Вряд ли пролетарии XIX—ХХ веков так остро ощутили бы себя не имеющими отечества, если бы не "великое учение" марксистских левых, сознательно ориентированное на слом национальной идентичности пролетариата — изгоя буржуазной цивилизации. С одной стороны, имело место совпадение национализма с социал-реформизмом: те, кто сохранял веру в мирную реформируемость данного капитализма, сохраняли веру в нацию и национальное отечество. С другой стороны, имело место столь же многозначительное совпадение социального катастрофизма с национальным нигилизмом: сторонники "перманентной революции" были едины как в том, что революция не может окончиться до тех пор, пока не исчезнут любые общественные институты, порождающие социальное неравенство, вплоть до института семьи, так и в том, что она не может кончиться до тех пор, пока на месте привычных национальных государств не возникнет лишенная какого-либо этнического лица и местной привязки интернациональная среда "граждан нового мира".
В связи с еврейской "парадигмой остраненности" от туземной среды возникает вопрос о парадигме самого прогресса. Как известно, прогрессу приписывают ту же интенцию, связанную с вытеснением местных и местно ангажированных, почвеннически чувствующих индивидов индивидами всемирно-историческими.
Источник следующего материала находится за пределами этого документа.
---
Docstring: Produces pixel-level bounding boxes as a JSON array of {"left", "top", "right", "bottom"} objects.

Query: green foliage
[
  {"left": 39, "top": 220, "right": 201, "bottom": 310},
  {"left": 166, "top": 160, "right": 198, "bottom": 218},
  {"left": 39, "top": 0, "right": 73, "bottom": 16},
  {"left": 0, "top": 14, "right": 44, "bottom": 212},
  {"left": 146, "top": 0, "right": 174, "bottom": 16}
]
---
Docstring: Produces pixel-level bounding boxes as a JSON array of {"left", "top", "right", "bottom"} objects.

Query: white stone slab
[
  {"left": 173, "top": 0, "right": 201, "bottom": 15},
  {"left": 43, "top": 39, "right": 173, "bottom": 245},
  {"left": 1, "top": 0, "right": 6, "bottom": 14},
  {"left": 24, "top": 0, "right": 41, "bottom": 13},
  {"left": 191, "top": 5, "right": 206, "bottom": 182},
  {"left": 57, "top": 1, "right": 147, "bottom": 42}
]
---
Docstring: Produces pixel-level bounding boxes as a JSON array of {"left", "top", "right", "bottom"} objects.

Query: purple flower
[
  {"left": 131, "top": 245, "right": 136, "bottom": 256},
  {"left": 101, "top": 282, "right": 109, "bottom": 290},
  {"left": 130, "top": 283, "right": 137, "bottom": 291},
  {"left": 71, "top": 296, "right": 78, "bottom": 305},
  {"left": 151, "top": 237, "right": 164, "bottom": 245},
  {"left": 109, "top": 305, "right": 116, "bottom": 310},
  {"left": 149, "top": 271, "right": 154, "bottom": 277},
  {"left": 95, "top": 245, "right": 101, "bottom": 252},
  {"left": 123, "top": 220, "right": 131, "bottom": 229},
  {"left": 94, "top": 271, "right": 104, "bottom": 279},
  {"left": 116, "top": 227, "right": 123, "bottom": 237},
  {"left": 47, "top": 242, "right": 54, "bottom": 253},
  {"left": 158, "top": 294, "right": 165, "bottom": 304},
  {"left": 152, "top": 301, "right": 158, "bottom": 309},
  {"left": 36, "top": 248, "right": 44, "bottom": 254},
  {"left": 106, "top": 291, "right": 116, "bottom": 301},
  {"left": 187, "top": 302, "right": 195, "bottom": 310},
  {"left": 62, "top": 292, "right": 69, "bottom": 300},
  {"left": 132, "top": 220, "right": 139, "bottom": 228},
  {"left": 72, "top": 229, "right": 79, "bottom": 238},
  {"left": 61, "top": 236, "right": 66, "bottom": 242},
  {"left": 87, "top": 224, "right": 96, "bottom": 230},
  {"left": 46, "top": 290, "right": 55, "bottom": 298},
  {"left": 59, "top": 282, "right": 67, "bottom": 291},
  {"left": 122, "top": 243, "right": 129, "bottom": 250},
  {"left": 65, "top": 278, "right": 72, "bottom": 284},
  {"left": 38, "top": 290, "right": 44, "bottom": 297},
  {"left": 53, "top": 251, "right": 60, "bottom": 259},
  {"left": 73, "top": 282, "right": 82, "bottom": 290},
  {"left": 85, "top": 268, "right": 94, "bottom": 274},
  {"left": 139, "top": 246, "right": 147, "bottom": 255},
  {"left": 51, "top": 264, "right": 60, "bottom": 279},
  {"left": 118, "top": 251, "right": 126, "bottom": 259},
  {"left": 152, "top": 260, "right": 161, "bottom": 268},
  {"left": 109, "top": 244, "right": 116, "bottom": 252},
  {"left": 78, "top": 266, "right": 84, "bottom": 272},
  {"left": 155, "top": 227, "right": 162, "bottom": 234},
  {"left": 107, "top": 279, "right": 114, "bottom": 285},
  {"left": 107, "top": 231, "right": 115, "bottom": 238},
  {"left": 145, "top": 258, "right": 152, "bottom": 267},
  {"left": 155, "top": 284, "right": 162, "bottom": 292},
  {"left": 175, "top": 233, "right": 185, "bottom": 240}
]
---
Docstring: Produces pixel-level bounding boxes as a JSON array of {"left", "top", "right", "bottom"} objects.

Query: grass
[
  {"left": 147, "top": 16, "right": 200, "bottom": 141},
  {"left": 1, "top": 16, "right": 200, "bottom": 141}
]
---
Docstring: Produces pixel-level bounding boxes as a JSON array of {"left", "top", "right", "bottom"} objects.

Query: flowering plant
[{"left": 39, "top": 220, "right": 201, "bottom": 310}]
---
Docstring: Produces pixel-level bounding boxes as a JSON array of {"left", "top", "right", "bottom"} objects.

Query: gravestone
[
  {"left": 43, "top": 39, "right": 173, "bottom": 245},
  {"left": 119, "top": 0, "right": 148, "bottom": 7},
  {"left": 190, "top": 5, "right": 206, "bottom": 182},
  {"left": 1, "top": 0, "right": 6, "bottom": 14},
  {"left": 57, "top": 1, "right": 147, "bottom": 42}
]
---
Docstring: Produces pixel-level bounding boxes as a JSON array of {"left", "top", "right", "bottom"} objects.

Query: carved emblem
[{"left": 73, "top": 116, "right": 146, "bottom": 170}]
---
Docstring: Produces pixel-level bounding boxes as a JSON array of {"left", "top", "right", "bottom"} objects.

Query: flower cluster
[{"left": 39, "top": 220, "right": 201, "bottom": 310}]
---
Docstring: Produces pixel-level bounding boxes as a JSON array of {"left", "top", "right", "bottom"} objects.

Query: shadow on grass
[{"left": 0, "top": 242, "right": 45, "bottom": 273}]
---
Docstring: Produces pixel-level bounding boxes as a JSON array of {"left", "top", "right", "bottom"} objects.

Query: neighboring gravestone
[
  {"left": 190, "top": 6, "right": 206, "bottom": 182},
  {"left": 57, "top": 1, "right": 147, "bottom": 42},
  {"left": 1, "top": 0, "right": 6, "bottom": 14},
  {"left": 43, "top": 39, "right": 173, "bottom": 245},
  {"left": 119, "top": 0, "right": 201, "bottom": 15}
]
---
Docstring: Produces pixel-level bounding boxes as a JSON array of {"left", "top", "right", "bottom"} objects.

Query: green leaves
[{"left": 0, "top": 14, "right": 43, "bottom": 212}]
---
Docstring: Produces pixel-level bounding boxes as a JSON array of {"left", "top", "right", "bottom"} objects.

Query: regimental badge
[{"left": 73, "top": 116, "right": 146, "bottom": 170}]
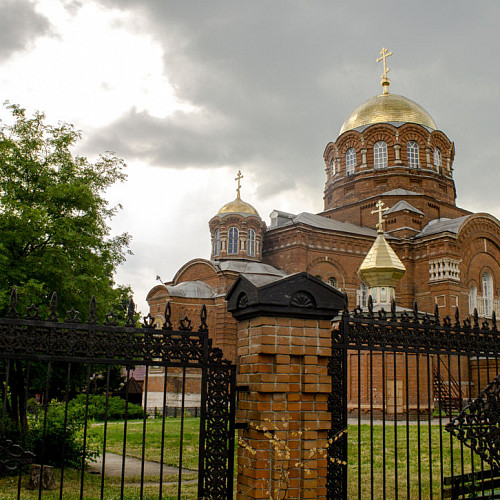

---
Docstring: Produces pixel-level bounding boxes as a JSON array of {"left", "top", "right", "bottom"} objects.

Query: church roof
[
  {"left": 212, "top": 259, "right": 286, "bottom": 278},
  {"left": 165, "top": 281, "right": 214, "bottom": 299},
  {"left": 386, "top": 200, "right": 424, "bottom": 215},
  {"left": 415, "top": 215, "right": 469, "bottom": 238},
  {"left": 339, "top": 93, "right": 437, "bottom": 135},
  {"left": 270, "top": 210, "right": 377, "bottom": 237},
  {"left": 217, "top": 196, "right": 260, "bottom": 217}
]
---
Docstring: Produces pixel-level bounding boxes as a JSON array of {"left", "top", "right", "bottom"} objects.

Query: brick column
[{"left": 228, "top": 273, "right": 344, "bottom": 499}]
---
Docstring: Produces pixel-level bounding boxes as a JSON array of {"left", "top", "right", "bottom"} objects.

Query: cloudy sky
[{"left": 0, "top": 0, "right": 500, "bottom": 312}]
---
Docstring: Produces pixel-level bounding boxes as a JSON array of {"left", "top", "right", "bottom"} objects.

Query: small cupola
[
  {"left": 209, "top": 171, "right": 266, "bottom": 261},
  {"left": 358, "top": 200, "right": 406, "bottom": 307}
]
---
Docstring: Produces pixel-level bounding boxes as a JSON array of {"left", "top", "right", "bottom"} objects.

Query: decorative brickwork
[{"left": 227, "top": 273, "right": 344, "bottom": 499}]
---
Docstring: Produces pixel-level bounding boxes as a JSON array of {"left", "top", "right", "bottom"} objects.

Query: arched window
[
  {"left": 227, "top": 227, "right": 239, "bottom": 255},
  {"left": 247, "top": 229, "right": 255, "bottom": 257},
  {"left": 406, "top": 141, "right": 420, "bottom": 168},
  {"left": 469, "top": 285, "right": 477, "bottom": 314},
  {"left": 434, "top": 148, "right": 443, "bottom": 170},
  {"left": 345, "top": 148, "right": 356, "bottom": 175},
  {"left": 326, "top": 276, "right": 338, "bottom": 288},
  {"left": 482, "top": 271, "right": 493, "bottom": 318},
  {"left": 214, "top": 229, "right": 220, "bottom": 257},
  {"left": 373, "top": 141, "right": 387, "bottom": 168}
]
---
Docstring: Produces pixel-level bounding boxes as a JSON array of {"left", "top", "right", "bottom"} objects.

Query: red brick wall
[{"left": 237, "top": 317, "right": 331, "bottom": 499}]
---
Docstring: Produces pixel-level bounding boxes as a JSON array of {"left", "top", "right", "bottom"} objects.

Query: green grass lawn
[
  {"left": 0, "top": 470, "right": 198, "bottom": 500},
  {"left": 348, "top": 420, "right": 489, "bottom": 500},
  {"left": 93, "top": 417, "right": 200, "bottom": 470},
  {"left": 0, "top": 417, "right": 487, "bottom": 500}
]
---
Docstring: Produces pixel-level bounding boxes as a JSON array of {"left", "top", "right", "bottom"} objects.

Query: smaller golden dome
[
  {"left": 217, "top": 196, "right": 260, "bottom": 217},
  {"left": 358, "top": 232, "right": 406, "bottom": 288},
  {"left": 339, "top": 93, "right": 437, "bottom": 135}
]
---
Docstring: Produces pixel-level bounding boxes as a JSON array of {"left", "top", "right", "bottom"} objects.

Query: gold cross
[
  {"left": 234, "top": 170, "right": 243, "bottom": 198},
  {"left": 372, "top": 200, "right": 389, "bottom": 233},
  {"left": 377, "top": 47, "right": 392, "bottom": 80}
]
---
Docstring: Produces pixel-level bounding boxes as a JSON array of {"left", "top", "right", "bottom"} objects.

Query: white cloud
[{"left": 0, "top": 0, "right": 191, "bottom": 129}]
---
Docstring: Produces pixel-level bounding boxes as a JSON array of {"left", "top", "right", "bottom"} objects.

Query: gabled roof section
[
  {"left": 415, "top": 215, "right": 470, "bottom": 238},
  {"left": 386, "top": 200, "right": 424, "bottom": 215},
  {"left": 268, "top": 211, "right": 377, "bottom": 238},
  {"left": 378, "top": 188, "right": 423, "bottom": 196},
  {"left": 226, "top": 272, "right": 345, "bottom": 320}
]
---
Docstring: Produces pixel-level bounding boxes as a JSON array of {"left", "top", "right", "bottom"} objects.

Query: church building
[{"left": 147, "top": 49, "right": 500, "bottom": 410}]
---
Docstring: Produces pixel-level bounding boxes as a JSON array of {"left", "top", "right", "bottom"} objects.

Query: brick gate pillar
[{"left": 226, "top": 273, "right": 344, "bottom": 499}]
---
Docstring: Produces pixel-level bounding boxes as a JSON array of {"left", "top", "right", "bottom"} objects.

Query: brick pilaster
[{"left": 237, "top": 316, "right": 331, "bottom": 499}]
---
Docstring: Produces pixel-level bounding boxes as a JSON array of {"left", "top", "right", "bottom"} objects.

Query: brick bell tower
[{"left": 209, "top": 171, "right": 266, "bottom": 261}]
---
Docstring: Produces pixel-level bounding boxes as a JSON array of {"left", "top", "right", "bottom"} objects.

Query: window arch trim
[{"left": 227, "top": 226, "right": 240, "bottom": 255}]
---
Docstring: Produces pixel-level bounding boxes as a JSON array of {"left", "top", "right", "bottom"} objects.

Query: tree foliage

Так интерпретировали парадигму прогресса не только авторы "Коммунистического манифеста", но и либералы-урбанисты, верующие в миссию мирового города по отношению к мировой деревне.
Но здесь возникает несколько вопросов, продолжающих будить сомнения. Первый из них касается соотношения средневековья и нового времени.
Средневековье являет собой парадокс смыкания микро- и мегауровней. С одной стороны, люди выстраивают свою идентичность не иначе как на действии местных общин, окрашенных «теплыми» межличностными связями. С другой стороны, известен феномен средневекового космополитизма, связанного с образованием огромных империй (и на Западе, и на Востоке), в рамках которых происходит более или менее произвольная перекройка этнических территорий сверху. В противовес этим крайностям новое время выстроило идентичность среднего действия — в форме единых больших политических наций. Политический национализм вызвал известную атрофию местных чувств, породив высокомобильного индивида эпохи модерна. В то же время он компенсировал это в форме новых эмоций политического патриотизма "французского образца". Современные глобалисты призывают отказаться от этой эмоциональной компенсации: они требуют не только окончательно похоронить всякие местные привязанности квазиобщинного типа, но и национальные привязанности. Зрелый модерн понимается как способ существования дистанцирующегося индивида, окончательно порвавшего со всякими укорененными связями, вытеснившего всякое коллективное «мы» эгоцентричным «я». Прочные типы естественной (укореняющей) идентификации должны быть вытеснены временными, функциональными типами идентичности (сегодня я с вами, завтра — с ними, сегодня я здесь, завтра — там).
Возникает вопрос: достаточны ли эти новые формы произвольно меняемой (в зависимости от обстоятельств и настроения) идентичности для того, чтобы личность являла себя подлинной в своих традиционных (например, семейных) и новых ролях? Не отразится ли это на балансе запросов и обязанностей, притязаний и возможностей, способности брать и способности отдавать? Устарела ли проблема подлинности чувств и привязанностей, подлинности характера, подлинности выбора?
Если любые связи являются сугубо временными и умышленно-прагматическими, подверженными конъюнктуре, то подлинность оказывается мнимой, устаревшей проблемой. Но способны ли люди, утратившие подлинность, полноценно заменить тех, кто нес человеческое бремя на земле прежде, когда с подлинностью не шутили? В те времена (в городах-коммунах позднего средневековья), когда впервые заговорили о гражданском обществе и об отношениях гражданского контракта, никто не сомневался в том, что наряду с контрактными отношениями существуют иные, в которых проявляются наша устойчивая идентичность и подлинность, наше призвание и долг.